Bark can be thought of as three distinct layers. The phellogen (cork cambium) produces cork cells. The phelloderm is the layer just to the inside of the phellogen. The phelloderm is also alive, and may carry on photosynthesis as well as store starch. The outermost layer is the phellem. The phellem is the dead layer on the outside of the tree. These three layers together make up the periderm, which replaces the epidermis. The bark that you see consists of alternating layers of periderm and dead phloem.
Bark characteristics are dictated by the pattern of periderm formation. More continuous periderms result in bark that peels in large sheets (Betula, Lonicera, Vitis).
An added advantage for trees that shed their bark is the removal of waste products.
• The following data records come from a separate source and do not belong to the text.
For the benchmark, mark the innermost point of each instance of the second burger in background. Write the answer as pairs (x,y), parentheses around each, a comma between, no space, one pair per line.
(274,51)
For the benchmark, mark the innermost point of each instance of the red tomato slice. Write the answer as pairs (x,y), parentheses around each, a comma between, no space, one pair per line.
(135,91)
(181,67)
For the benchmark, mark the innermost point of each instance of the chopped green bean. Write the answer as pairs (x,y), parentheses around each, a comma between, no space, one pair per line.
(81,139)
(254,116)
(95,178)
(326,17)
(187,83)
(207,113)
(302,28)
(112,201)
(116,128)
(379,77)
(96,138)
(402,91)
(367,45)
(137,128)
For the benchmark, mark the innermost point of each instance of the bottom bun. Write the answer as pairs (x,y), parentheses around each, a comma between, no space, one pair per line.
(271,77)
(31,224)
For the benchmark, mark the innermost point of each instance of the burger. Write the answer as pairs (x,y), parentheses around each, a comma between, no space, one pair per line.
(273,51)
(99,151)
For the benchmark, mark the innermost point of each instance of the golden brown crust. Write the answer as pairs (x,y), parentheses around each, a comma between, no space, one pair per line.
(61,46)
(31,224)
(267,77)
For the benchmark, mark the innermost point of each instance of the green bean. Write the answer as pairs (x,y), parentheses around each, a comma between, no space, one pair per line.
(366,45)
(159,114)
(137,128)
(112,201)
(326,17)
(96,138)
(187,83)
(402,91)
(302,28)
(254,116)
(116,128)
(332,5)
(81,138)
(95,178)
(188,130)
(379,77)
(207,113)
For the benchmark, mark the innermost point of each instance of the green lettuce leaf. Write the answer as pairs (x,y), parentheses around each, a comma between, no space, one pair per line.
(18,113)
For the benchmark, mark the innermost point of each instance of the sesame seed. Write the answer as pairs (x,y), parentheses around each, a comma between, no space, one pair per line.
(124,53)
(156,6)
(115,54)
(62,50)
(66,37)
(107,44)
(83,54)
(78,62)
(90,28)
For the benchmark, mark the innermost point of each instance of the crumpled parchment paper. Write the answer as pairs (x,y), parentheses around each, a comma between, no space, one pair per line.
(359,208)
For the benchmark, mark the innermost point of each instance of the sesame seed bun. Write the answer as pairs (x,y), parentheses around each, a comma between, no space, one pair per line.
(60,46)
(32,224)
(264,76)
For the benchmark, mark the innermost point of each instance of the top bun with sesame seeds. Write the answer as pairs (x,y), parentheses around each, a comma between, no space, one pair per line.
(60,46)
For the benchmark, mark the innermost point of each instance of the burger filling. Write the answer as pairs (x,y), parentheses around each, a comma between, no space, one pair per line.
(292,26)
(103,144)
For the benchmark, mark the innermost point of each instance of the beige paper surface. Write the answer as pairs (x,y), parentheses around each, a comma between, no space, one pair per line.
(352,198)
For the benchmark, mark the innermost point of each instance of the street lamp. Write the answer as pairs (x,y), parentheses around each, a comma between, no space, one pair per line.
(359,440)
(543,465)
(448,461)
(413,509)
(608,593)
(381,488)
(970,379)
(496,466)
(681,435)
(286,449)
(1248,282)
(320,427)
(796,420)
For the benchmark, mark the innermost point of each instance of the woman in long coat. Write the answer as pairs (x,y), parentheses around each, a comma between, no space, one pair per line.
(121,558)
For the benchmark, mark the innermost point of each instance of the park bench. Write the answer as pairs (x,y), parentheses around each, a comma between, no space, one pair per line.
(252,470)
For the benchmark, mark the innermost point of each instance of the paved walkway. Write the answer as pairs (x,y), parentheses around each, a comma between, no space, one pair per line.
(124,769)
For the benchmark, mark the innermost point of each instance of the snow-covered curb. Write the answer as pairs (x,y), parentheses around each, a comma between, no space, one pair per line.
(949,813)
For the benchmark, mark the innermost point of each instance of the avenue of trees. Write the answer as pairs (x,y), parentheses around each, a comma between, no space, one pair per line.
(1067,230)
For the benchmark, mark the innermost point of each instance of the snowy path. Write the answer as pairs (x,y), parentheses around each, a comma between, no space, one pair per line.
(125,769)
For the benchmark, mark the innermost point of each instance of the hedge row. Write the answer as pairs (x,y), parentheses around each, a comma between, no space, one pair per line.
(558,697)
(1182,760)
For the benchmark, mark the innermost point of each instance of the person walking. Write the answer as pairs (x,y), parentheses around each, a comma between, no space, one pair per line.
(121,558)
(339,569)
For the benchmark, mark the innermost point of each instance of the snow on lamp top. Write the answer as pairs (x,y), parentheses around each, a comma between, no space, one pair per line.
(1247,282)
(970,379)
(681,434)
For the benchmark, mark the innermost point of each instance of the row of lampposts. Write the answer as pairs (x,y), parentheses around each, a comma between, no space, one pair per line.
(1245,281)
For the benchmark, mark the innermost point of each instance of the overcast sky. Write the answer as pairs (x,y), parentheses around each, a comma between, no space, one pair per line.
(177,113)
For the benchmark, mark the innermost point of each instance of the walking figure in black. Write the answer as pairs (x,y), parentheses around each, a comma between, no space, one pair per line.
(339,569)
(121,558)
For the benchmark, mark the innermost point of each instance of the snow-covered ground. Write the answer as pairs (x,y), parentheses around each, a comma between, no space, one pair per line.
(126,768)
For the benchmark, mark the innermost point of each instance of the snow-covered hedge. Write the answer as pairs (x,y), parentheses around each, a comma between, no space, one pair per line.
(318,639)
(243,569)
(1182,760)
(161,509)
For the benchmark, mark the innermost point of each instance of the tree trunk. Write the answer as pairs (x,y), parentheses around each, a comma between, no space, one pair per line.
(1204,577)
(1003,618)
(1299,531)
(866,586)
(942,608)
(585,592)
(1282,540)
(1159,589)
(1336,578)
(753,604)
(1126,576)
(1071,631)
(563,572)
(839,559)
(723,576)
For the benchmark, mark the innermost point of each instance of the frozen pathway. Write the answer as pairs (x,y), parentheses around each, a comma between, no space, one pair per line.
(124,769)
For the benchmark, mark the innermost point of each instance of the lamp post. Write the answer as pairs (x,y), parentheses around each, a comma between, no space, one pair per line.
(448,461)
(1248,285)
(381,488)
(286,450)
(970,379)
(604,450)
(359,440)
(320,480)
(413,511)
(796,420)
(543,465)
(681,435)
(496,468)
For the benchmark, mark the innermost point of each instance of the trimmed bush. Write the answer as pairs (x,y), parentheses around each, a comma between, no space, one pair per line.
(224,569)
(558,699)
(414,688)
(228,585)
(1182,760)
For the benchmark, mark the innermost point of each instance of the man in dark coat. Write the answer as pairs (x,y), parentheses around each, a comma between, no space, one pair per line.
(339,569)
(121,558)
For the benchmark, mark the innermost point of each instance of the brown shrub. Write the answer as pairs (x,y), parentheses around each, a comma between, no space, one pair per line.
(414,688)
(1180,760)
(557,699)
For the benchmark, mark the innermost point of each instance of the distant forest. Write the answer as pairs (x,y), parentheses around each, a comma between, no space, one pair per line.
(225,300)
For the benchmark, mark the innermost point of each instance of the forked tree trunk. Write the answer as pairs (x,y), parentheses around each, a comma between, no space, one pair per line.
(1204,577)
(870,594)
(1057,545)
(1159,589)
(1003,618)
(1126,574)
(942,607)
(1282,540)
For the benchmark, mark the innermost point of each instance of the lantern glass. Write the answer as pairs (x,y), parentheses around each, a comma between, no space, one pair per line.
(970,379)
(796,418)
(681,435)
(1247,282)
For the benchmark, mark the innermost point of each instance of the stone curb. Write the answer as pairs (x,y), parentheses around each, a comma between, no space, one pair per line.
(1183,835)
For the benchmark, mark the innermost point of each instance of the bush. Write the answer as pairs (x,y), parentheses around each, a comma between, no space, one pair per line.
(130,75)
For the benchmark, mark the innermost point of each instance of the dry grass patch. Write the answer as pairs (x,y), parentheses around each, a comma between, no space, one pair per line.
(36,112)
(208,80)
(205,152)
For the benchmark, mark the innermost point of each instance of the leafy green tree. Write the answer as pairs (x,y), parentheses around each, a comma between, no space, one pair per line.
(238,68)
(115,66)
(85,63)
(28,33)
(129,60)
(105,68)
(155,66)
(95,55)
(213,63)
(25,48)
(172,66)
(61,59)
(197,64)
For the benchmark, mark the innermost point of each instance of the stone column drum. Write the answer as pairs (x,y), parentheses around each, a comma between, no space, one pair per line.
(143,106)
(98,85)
Tree bark can vary greatly throughout the life of a tree, often becoming rougher as a tree grows. Here are examples of just a few of the many different bark types.
Beech bark stays smooth its entire life, as can be seen on this older tree.
Shagbark hickory shreds its bark in long strips as it gets older.
Pitch pine has large plates. Epicormic sprouting is also common as can be seen on the left side of this tree.
Tulip-poplar bark displays a pattern of interlacing ridges and furrows that form a diamond shaped pattern.
Persimmon has small blocky plates and often looks like charcoal briquettes.
Yellow birch has a very fine shreddy bark that peels into small strips.